The 2010 HBO film, Temple Grandin, succeeds in demonstrating the different thinking styles of individuals on the autism spectrum. Television and film often sideline characters with autism by focusing on neurotypicals’ reactions to the condition. Examples of autistic characters functioning as catalysts for others' narratives include Raymond Babbitt in Rain Man, Tommy Westphall in St. Elsewhere, and Jake Bohm in the fantasy-oriented Touch. As we saw earlier this week, even complex characters, like Max Braverman in Parenthood, are viewed through the perspective of neurotypical characters. The audience relates through the ongoing narrative of Max’s parents.
In the last decade, more major characters who are on the autism spectrum have emerged. The explicitly autistic Adam in the eponymous film and the undiagnosed Sheldon in The Big Bang Theory may be viewed with some empathy.
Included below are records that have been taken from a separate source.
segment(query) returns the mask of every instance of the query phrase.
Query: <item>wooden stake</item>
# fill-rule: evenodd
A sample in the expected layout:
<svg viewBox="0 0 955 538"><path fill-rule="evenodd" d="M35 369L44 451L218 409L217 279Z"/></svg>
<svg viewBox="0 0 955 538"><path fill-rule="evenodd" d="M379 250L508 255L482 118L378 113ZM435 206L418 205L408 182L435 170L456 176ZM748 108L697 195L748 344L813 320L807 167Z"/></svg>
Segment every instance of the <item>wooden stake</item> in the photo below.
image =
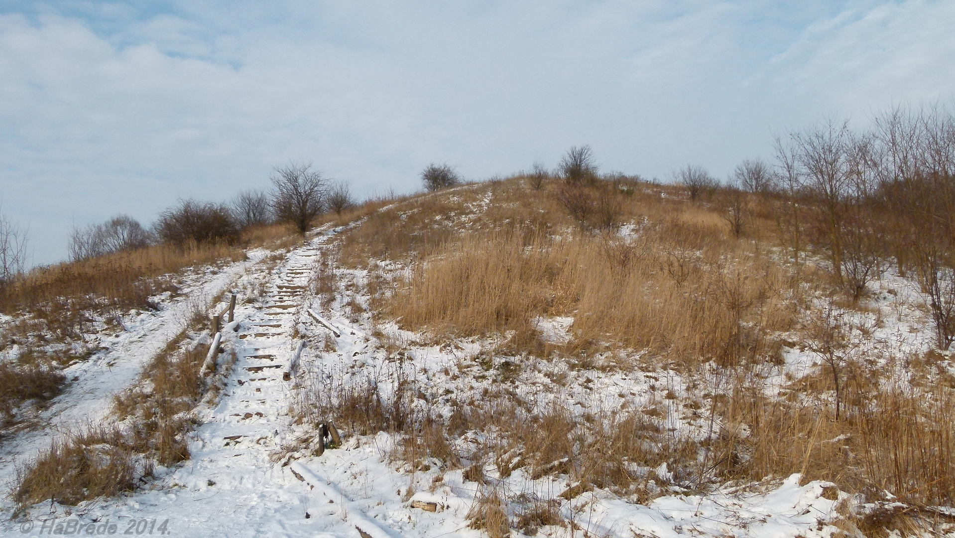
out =
<svg viewBox="0 0 955 538"><path fill-rule="evenodd" d="M335 446L341 446L342 438L338 435L338 428L336 428L331 422L329 422L327 427L329 428L329 435L331 436L331 442L334 443Z"/></svg>
<svg viewBox="0 0 955 538"><path fill-rule="evenodd" d="M235 311L236 311L236 294L232 293L232 298L229 299L229 323L232 323L234 319Z"/></svg>

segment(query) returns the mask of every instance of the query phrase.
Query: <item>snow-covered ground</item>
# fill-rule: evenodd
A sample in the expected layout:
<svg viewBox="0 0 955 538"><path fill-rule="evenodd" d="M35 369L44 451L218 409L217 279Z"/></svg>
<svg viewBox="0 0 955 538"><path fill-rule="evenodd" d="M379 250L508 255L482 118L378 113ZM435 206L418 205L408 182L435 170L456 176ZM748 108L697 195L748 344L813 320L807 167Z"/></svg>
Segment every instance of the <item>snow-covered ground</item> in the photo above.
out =
<svg viewBox="0 0 955 538"><path fill-rule="evenodd" d="M186 298L163 303L157 313L127 320L126 332L102 342L108 351L68 369L70 378L76 379L44 411L45 427L19 432L0 447L0 480L5 484L11 484L16 462L35 455L65 428L109 420L111 396L133 383L149 358L181 330L181 320L196 301L205 305L230 286L266 282L258 301L240 302L235 312L239 323L223 335L224 345L236 352L238 361L215 406L195 411L201 423L190 434L190 460L172 468L157 468L151 484L131 494L77 506L37 506L15 520L10 519L11 502L4 498L0 532L46 534L44 529L54 530L61 524L64 530L97 533L116 524L117 534L131 530L183 537L477 537L482 532L469 527L468 514L492 490L509 500L550 503L564 521L571 522L537 528L545 536L808 538L830 536L837 530L831 525L838 519L836 505L848 495L827 483L799 485L798 475L724 487L705 497L674 486L670 494L639 505L600 488L563 498L560 494L574 485L567 475L532 479L529 467L505 477L488 464L483 484L465 481L461 468L411 469L390 457L397 440L386 433L346 438L342 446L321 456L290 448L301 447L303 440L306 446L315 445L314 424L296 423L291 413L302 396L299 391L321 390L316 379L342 382L349 376L374 377L393 368L385 342L373 334L385 334L390 344L402 342L404 368L417 375L421 388L430 395L480 394L492 383L455 375L478 353L477 342L460 341L454 347L419 344L414 334L393 324L374 326L368 314L356 314L341 297L330 303L316 297L309 285L321 270L324 247L333 240L334 231L322 231L274 269L257 263L264 257L258 253L250 262L195 276L184 289ZM346 281L361 284L367 276L344 269L335 275L342 279L339 289ZM917 349L925 345L926 336L924 331L913 329L912 319L922 314L899 306L898 293L910 293L902 284L886 277L877 285L884 292L877 294L875 308L885 311L882 319L887 321L873 331L876 341L886 346ZM896 294L890 295L890 289ZM360 293L352 292L350 298L367 306ZM541 318L537 325L549 341L562 342L568 337L571 322L571 318ZM303 338L308 345L299 356L296 351ZM333 345L320 348L316 342L324 339ZM804 350L790 349L785 354L787 364L776 373L780 383L787 369L804 370L814 360ZM522 398L562 398L579 402L582 409L611 413L625 405L663 401L668 391L682 395L685 390L679 376L667 370L646 375L578 372L588 381L568 383L560 390L542 374L528 374L533 375L539 376L538 382L531 379L515 389ZM433 398L429 404L442 412L446 403L446 398ZM692 428L693 419L688 417L677 425ZM653 472L663 479L668 476L666 464ZM436 509L414 507L416 501L434 503Z"/></svg>

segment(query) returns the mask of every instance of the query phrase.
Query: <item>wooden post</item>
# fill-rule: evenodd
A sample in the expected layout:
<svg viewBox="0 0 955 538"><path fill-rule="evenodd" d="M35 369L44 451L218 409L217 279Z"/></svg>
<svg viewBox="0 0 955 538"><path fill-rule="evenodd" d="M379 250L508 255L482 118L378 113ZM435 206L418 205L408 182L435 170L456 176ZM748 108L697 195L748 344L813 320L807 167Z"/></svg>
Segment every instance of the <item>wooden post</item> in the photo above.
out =
<svg viewBox="0 0 955 538"><path fill-rule="evenodd" d="M331 443L334 444L335 447L341 446L342 438L338 435L338 428L336 428L331 422L329 422L326 427L329 428L329 435L331 436Z"/></svg>
<svg viewBox="0 0 955 538"><path fill-rule="evenodd" d="M236 311L236 294L232 293L232 298L229 299L229 323L232 323Z"/></svg>

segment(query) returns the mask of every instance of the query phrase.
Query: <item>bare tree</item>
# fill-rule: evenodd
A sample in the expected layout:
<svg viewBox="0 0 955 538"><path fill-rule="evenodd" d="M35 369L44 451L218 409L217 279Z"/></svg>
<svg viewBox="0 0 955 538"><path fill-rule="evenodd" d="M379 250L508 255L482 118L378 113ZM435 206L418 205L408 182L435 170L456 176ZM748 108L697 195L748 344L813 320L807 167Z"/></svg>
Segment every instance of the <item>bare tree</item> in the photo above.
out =
<svg viewBox="0 0 955 538"><path fill-rule="evenodd" d="M819 236L825 238L836 277L842 280L842 220L853 186L854 140L847 121L825 123L790 134L806 186L820 209Z"/></svg>
<svg viewBox="0 0 955 538"><path fill-rule="evenodd" d="M311 227L311 221L325 210L329 182L321 172L311 169L311 163L292 162L275 172L271 178L272 212L304 234Z"/></svg>
<svg viewBox="0 0 955 538"><path fill-rule="evenodd" d="M730 225L730 231L736 238L743 234L743 229L750 222L750 201L735 183L727 185L723 219Z"/></svg>
<svg viewBox="0 0 955 538"><path fill-rule="evenodd" d="M351 197L351 191L349 189L349 184L345 182L332 183L331 187L329 188L327 203L329 209L334 211L338 216L341 216L342 211L351 207L355 204L354 199Z"/></svg>
<svg viewBox="0 0 955 538"><path fill-rule="evenodd" d="M794 148L775 138L776 171L774 184L783 194L782 207L775 211L776 227L783 245L793 248L793 260L799 264L799 251L802 248L802 234L805 227L805 217L800 205L804 190L804 180L797 163L797 156Z"/></svg>
<svg viewBox="0 0 955 538"><path fill-rule="evenodd" d="M141 248L152 235L129 215L117 215L101 225L74 227L70 234L70 258L73 261L102 256L120 250Z"/></svg>
<svg viewBox="0 0 955 538"><path fill-rule="evenodd" d="M597 163L589 145L572 146L557 167L567 184L594 184L597 182Z"/></svg>
<svg viewBox="0 0 955 538"><path fill-rule="evenodd" d="M605 230L617 228L620 226L620 215L624 211L620 189L608 184L598 190L595 204L597 226Z"/></svg>
<svg viewBox="0 0 955 538"><path fill-rule="evenodd" d="M421 171L421 183L424 183L424 188L435 191L439 188L459 184L461 177L448 163L435 164L432 162Z"/></svg>
<svg viewBox="0 0 955 538"><path fill-rule="evenodd" d="M3 213L0 206L0 289L27 269L28 232Z"/></svg>
<svg viewBox="0 0 955 538"><path fill-rule="evenodd" d="M706 168L695 164L687 164L673 173L676 183L687 187L690 200L696 202L702 194L716 188L718 182L710 176Z"/></svg>
<svg viewBox="0 0 955 538"><path fill-rule="evenodd" d="M871 211L859 206L848 209L842 221L842 275L853 302L858 302L865 287L881 277L885 237L871 217Z"/></svg>
<svg viewBox="0 0 955 538"><path fill-rule="evenodd" d="M531 173L527 175L527 182L534 190L541 190L543 183L550 177L550 172L542 162L535 162L531 167Z"/></svg>
<svg viewBox="0 0 955 538"><path fill-rule="evenodd" d="M267 225L272 221L272 208L264 190L244 190L232 201L232 213L243 228Z"/></svg>
<svg viewBox="0 0 955 538"><path fill-rule="evenodd" d="M767 192L773 186L773 168L761 159L744 159L736 165L733 179L747 192Z"/></svg>
<svg viewBox="0 0 955 538"><path fill-rule="evenodd" d="M557 202L563 205L570 218L577 222L581 229L587 226L587 220L597 208L590 189L580 184L562 184L555 193Z"/></svg>
<svg viewBox="0 0 955 538"><path fill-rule="evenodd" d="M814 319L811 327L813 353L829 367L836 389L836 420L839 418L841 403L842 368L846 362L845 349L848 344L841 314L830 303L822 309L822 314Z"/></svg>
<svg viewBox="0 0 955 538"><path fill-rule="evenodd" d="M180 201L178 206L159 213L154 227L160 239L179 246L190 242L232 244L239 240L239 225L232 211L211 202Z"/></svg>

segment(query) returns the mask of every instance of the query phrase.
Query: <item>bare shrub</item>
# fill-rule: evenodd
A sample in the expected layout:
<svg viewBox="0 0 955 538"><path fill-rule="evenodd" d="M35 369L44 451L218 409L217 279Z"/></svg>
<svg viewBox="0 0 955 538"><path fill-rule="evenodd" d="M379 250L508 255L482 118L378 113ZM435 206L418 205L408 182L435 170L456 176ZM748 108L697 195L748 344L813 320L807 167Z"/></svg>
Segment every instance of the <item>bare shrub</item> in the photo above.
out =
<svg viewBox="0 0 955 538"><path fill-rule="evenodd" d="M535 162L531 166L531 172L527 174L527 183L534 190L541 190L544 182L550 177L550 172L542 162Z"/></svg>
<svg viewBox="0 0 955 538"><path fill-rule="evenodd" d="M589 188L579 183L565 183L558 187L554 197L581 229L587 227L587 221L597 209L597 202Z"/></svg>
<svg viewBox="0 0 955 538"><path fill-rule="evenodd" d="M843 223L842 275L846 292L858 302L866 286L881 277L886 237L872 213L850 208Z"/></svg>
<svg viewBox="0 0 955 538"><path fill-rule="evenodd" d="M447 162L444 164L432 162L421 171L421 183L427 190L435 191L459 184L461 177L455 167Z"/></svg>
<svg viewBox="0 0 955 538"><path fill-rule="evenodd" d="M329 187L329 194L326 198L329 209L335 212L339 217L342 216L342 211L348 209L354 205L354 199L351 197L351 191L349 189L349 184L345 182L336 182Z"/></svg>
<svg viewBox="0 0 955 538"><path fill-rule="evenodd" d="M623 203L619 189L613 188L611 185L603 185L597 193L595 205L594 216L597 227L609 230L620 226Z"/></svg>
<svg viewBox="0 0 955 538"><path fill-rule="evenodd" d="M568 185L593 184L597 181L597 163L589 145L568 149L557 169Z"/></svg>
<svg viewBox="0 0 955 538"><path fill-rule="evenodd" d="M761 159L744 159L733 170L733 180L746 192L764 194L773 190L773 168Z"/></svg>
<svg viewBox="0 0 955 538"><path fill-rule="evenodd" d="M700 196L709 194L718 184L704 167L695 164L687 164L673 172L673 179L686 187L690 202L696 202Z"/></svg>
<svg viewBox="0 0 955 538"><path fill-rule="evenodd" d="M733 237L739 238L750 222L750 201L746 193L735 184L726 187L723 202L723 219L730 225Z"/></svg>
<svg viewBox="0 0 955 538"><path fill-rule="evenodd" d="M148 247L152 234L129 215L117 215L101 225L74 227L70 234L70 259L85 260L120 250Z"/></svg>
<svg viewBox="0 0 955 538"><path fill-rule="evenodd" d="M156 234L179 247L196 244L227 243L239 240L239 225L225 205L195 200L180 201L157 219Z"/></svg>
<svg viewBox="0 0 955 538"><path fill-rule="evenodd" d="M291 223L299 233L326 208L329 182L311 163L289 163L275 169L272 176L272 212L280 221Z"/></svg>
<svg viewBox="0 0 955 538"><path fill-rule="evenodd" d="M0 289L27 268L27 230L11 222L0 206Z"/></svg>
<svg viewBox="0 0 955 538"><path fill-rule="evenodd" d="M842 281L843 220L848 206L862 193L854 181L860 171L855 159L860 140L847 121L828 121L789 135L795 172L803 178L817 209L817 243L826 247L837 279ZM854 199L855 198L855 199Z"/></svg>
<svg viewBox="0 0 955 538"><path fill-rule="evenodd" d="M239 227L268 225L272 222L272 207L264 190L244 190L232 200L232 214Z"/></svg>

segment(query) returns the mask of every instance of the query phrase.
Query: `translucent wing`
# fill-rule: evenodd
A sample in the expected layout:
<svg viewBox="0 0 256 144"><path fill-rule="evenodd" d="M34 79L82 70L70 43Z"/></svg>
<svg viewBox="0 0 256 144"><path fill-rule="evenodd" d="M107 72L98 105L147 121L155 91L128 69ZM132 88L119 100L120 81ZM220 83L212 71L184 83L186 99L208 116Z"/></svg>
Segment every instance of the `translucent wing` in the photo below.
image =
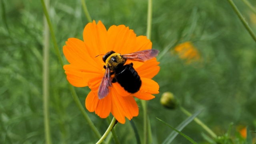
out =
<svg viewBox="0 0 256 144"><path fill-rule="evenodd" d="M124 54L122 56L128 60L143 62L155 57L159 52L159 51L157 50L147 50Z"/></svg>
<svg viewBox="0 0 256 144"><path fill-rule="evenodd" d="M110 79L110 70L109 67L107 67L98 92L98 97L99 99L105 98L109 93L110 90L108 87L112 87L112 83L111 83Z"/></svg>

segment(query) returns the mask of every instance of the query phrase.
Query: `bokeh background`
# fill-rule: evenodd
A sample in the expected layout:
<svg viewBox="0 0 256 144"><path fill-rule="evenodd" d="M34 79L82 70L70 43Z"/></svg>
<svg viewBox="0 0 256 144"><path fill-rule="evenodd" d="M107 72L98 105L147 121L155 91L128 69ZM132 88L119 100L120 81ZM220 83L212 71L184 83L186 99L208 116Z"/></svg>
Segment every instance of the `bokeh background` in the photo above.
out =
<svg viewBox="0 0 256 144"><path fill-rule="evenodd" d="M256 1L249 1L256 6ZM86 2L92 19L102 21L107 29L124 24L138 36L146 35L146 0ZM256 33L256 14L242 1L234 2ZM68 38L82 39L88 22L80 0L52 0L50 4L48 12L58 48L67 64L62 47ZM0 143L45 143L41 3L2 0L0 6ZM148 102L153 143L161 143L172 131L156 117L174 127L187 117L178 108L170 110L161 105L161 96L166 91L173 93L179 104L192 113L204 109L198 117L218 136L226 133L231 123L232 136L241 126L255 130L256 42L228 1L153 0L152 12L151 41L153 48L160 52L157 58L160 70L153 78L160 86L160 93ZM50 42L50 124L53 143L95 143L98 139L74 102ZM180 45L184 43L187 45ZM85 107L90 90L75 89ZM132 120L142 139L140 101L138 104L140 112ZM86 110L103 134L108 125L106 120ZM118 138L122 143L136 142L133 130L127 122L116 126ZM202 134L207 133L194 122L182 132L198 142L206 143ZM173 143L188 142L178 136Z"/></svg>

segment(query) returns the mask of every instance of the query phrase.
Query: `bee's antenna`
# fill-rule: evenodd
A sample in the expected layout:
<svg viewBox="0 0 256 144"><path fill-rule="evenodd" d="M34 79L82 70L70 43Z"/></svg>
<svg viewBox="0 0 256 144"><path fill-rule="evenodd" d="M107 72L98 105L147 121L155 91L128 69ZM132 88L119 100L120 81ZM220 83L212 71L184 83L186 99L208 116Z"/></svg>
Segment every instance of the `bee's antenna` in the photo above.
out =
<svg viewBox="0 0 256 144"><path fill-rule="evenodd" d="M96 57L98 56L102 56L102 55L104 55L104 54L99 54L98 55L96 56L95 57L95 58L96 58Z"/></svg>

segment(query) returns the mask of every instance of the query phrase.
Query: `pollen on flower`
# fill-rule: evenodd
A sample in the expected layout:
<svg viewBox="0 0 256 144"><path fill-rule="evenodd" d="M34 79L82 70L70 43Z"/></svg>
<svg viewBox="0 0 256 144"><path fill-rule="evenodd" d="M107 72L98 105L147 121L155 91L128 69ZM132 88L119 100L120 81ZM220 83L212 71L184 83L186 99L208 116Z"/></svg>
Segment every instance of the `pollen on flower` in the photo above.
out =
<svg viewBox="0 0 256 144"><path fill-rule="evenodd" d="M152 46L146 36L137 36L123 25L112 26L107 30L100 21L98 24L94 21L85 26L83 40L69 38L63 46L63 53L70 63L64 66L67 79L74 86L88 86L91 90L85 100L89 112L95 112L101 118L111 113L120 123L124 124L126 117L130 120L139 114L134 97L149 100L155 97L152 94L159 93L158 84L151 79L159 71L159 62L155 58L144 62L127 60L126 63L133 64L130 66L137 72L142 84L137 92L130 93L118 82L112 83L114 72L107 68L102 54L113 51L124 55L151 50ZM101 84L102 82L106 82ZM107 92L103 92L106 95L99 98L101 85L108 86L104 89Z"/></svg>

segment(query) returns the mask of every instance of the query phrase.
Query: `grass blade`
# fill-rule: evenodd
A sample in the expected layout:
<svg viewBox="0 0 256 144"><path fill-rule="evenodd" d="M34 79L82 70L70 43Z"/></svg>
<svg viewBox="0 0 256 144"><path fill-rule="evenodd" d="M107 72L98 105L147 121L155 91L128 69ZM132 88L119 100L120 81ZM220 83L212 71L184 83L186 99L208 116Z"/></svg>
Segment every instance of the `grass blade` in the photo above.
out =
<svg viewBox="0 0 256 144"><path fill-rule="evenodd" d="M183 136L183 137L184 137L185 138L186 138L187 140L189 140L190 142L191 142L192 143L192 144L197 144L197 143L192 138L190 138L190 137L186 135L186 134L183 134L183 133L182 133L181 132L180 132L180 131L178 130L175 128L174 128L172 126L171 126L170 125L168 124L167 124L167 123L166 123L166 122L164 122L163 121L160 120L160 119L159 119L159 118L157 118L158 120L160 120L160 121L161 121L161 122L163 122L164 124L165 124L167 125L167 126L169 126L169 127L171 128L172 128L173 130L174 130L175 131L176 131L176 132L178 132L178 133L179 133L181 135Z"/></svg>
<svg viewBox="0 0 256 144"><path fill-rule="evenodd" d="M187 118L185 120L183 121L176 128L177 130L180 131L181 131L188 124L189 124L195 118L196 116L197 116L199 114L200 114L202 110L199 110L198 112L196 112L191 116ZM164 140L162 144L170 144L175 137L178 135L178 133L176 132L173 131Z"/></svg>

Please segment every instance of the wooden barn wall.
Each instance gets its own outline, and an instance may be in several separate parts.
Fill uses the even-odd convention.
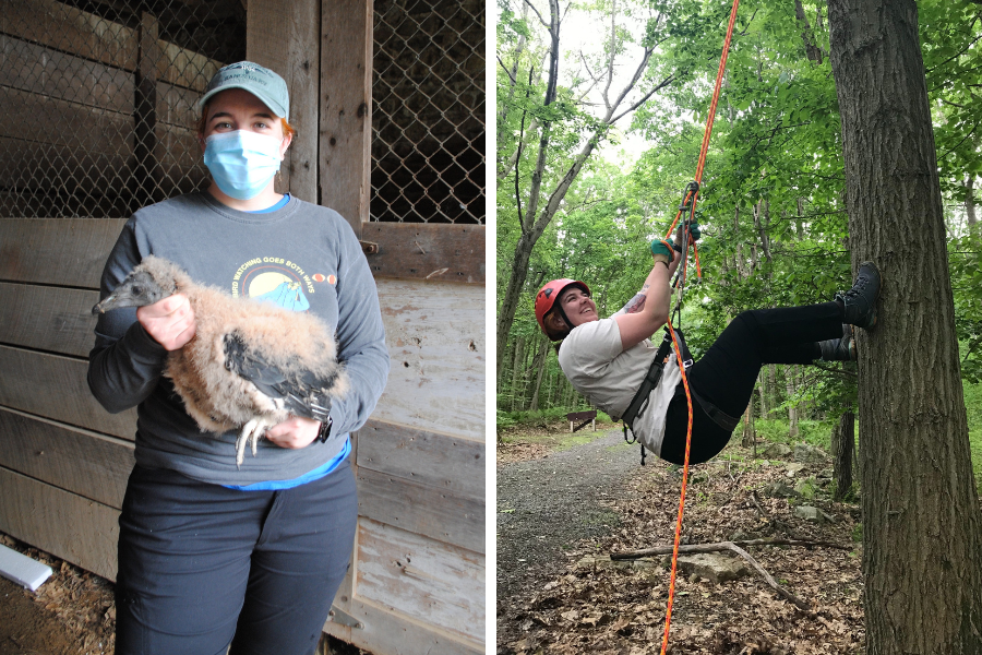
[[[122,224],[0,218],[0,531],[109,579],[135,410],[107,414],[85,376],[100,262]],[[379,653],[415,652],[388,651],[393,630],[426,633],[433,652],[479,652],[484,289],[378,286],[393,371],[356,440],[358,550],[336,600],[373,630],[328,630]],[[92,531],[59,512],[84,513]]]
[[[334,2],[334,11],[344,12],[345,2],[350,4]],[[355,4],[364,9],[363,2]],[[287,5],[290,11],[280,11]],[[370,10],[369,4],[362,16],[369,28]],[[310,2],[251,0],[249,12],[292,22],[299,36],[276,57],[294,61],[304,51],[304,39],[318,38],[308,25],[316,13]],[[350,12],[346,15],[350,22]],[[322,23],[330,16],[320,13]],[[56,43],[51,21],[61,22]],[[56,171],[46,158],[25,151],[17,160],[0,162],[0,175],[47,166],[46,175],[57,172],[69,187],[122,183],[128,164],[118,153],[133,146],[139,36],[53,0],[0,0],[0,112],[8,119],[0,120],[0,141],[26,139],[63,154]],[[41,46],[59,52],[52,56]],[[318,52],[316,44],[309,46]],[[165,60],[195,57],[163,40],[156,47],[167,53]],[[327,55],[320,52],[323,61]],[[362,59],[350,58],[348,66],[363,66],[370,48],[361,52]],[[290,72],[301,86],[304,79],[313,81],[312,92],[295,96],[298,120],[320,124],[322,141],[333,136],[323,133],[325,126],[359,134],[338,140],[335,158],[320,167],[318,148],[309,143],[297,148],[284,183],[300,196],[318,192],[327,165],[344,170],[336,162],[345,157],[363,159],[343,183],[328,186],[331,193],[368,175],[363,128],[323,115],[332,107],[340,112],[336,104],[326,103],[318,114],[316,81],[327,79],[320,61],[312,55],[300,62],[309,67]],[[41,62],[43,75],[23,73]],[[343,80],[343,73],[331,75]],[[194,157],[171,153],[173,144],[192,138],[181,114],[200,85],[166,67],[154,79],[158,160],[192,167]],[[70,107],[52,97],[65,85],[77,92]],[[348,95],[337,103],[359,97],[350,90]],[[99,128],[71,139],[59,135],[43,120],[56,105],[57,111],[73,112],[85,124],[95,120]],[[326,156],[323,148],[320,153]],[[345,201],[358,212],[355,218],[367,217],[367,188],[366,181]],[[94,342],[91,308],[124,219],[24,218],[5,201],[0,193],[0,531],[113,580],[135,410],[107,414],[85,377]],[[336,618],[325,630],[379,655],[480,653],[487,610],[484,228],[351,222],[370,252],[393,369],[376,412],[356,436],[356,555],[335,599]],[[342,621],[343,616],[350,618]]]

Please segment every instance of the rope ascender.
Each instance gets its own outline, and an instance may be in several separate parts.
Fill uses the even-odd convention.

Nonetheless, audiences will more likely identify with other more easily relatable (and neurotypical) protagonists.
However, in the biopic Temple Grandin, the main character dominates the narrative, with no supporting character appearing in more than a few scenes. As a result, the audience is forced to identify with both her struggles and successes.
Furthermore, the frequent use of montage conveys the complex differences and strengths of the autistic mind. Through montage, individual shots edited together create new meaning. Temple Grandin uses this technique to convey the visual orientation of people with autism. The repetitive shots of horses and shoes in this clip create a filmic representation of Grandin's thought process, focusing on the advantages of a strong visual memory and the ability to organize and classify.
By creating a visual depiction of her thinking processes, the neurotypical audience comes to better understand Grandin’s perspective. The film’s repeated use of montages and motifs, including doors opening (which transport Grandin metaphorically to her next achievement), serves to create a rapport between the character and the audience and offers a glimpse into her modes of thought. The movie gives Grandin a voice to explain why she feels and behaves as she does.
Temple Grandin succeeds uniquely; any subsequent film that uses the same techniques to explore autism will likely be labeled as derivative. Nonetheless, this film’s use of montage gives us valuable insight about those who think differently.